At one of those moments when, as the saying goes, we did not know which way to turn, since my grandmother was coughing and sneezing a good deal, we took the advice of a relative who assured us that if we sent for the specialist X—— the trouble would be over in a couple of days. Society people say that sort of thing about their own doctors, and their friends believe them just as Françoise always believed the advertisements in the newspapers. The specialist came with his bag packed with all the colds and coughs of his other patients, like Aeolus’s goatskin. My grandmother refused point-blank to let herself be examined. And we, out of consideration for this doctor who had been put to trouble for nothing, deferred to the desire that he expressed to inspect each of our noses in turn, although there was nothing the matter with any of them. According to him, however, there was; everything, whether headache or colic, heart-disease or diabetes, was a disease of the nose that had been wrongly diagnosed. To each of us he said: “I should like to have another look at that little nozzle. Don’t put it off too long. I’ll soon clear it for you with a hot needle.” Of course we paid no attention whatsoever. And yet we asked ourselves: “Clear it of what?” In a word, every one of our noses was infected; his mistake lay only in his use of the present tense. For by the following day his examination and provisional treatment had taken effect. Each of us had his or her catarrh. And when in the street he ran into my father doubled up with a cough, he smiled to think that an ignorant layman might suppose the attack to be due to his intervention. He had examined us at a moment when we were already ill.

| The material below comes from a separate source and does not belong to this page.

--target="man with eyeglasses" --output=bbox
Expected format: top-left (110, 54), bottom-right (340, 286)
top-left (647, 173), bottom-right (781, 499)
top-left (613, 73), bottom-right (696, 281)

My grandmother’s illness gave occasion to various people to manifest an excess or deficiency of sympathy which surprised us quite as much as the sort of chance which led one or another of them to reveal to us connecting links of circumstances, or even of friendships, which we had never suspected. And the signs of interest shown by the people who called incessantly at the house to inquire revealed to us the gravity of an illness which, until then, we had not sufficiently detached from the countless painful impressions that we received by my grandmother’s sickbed. Informed by telegram, her sisters declined to leave Combray. They had discovered a musician there who gave them excellent chamber recitals, in listening to which they felt they could enjoy better than by the invalid’s bedside a contemplative melancholy, a sorrowful exaltation, the form of which was, to say the least of it, unusual. Mme Sazerat wrote to Mamma, but in the tone of a person whom the sudden breaking off of an engagement (the cause of the rupture being Dreyfusism) has separated from one for ever. Bergotte, on the other hand, came every day and spent several hours with me.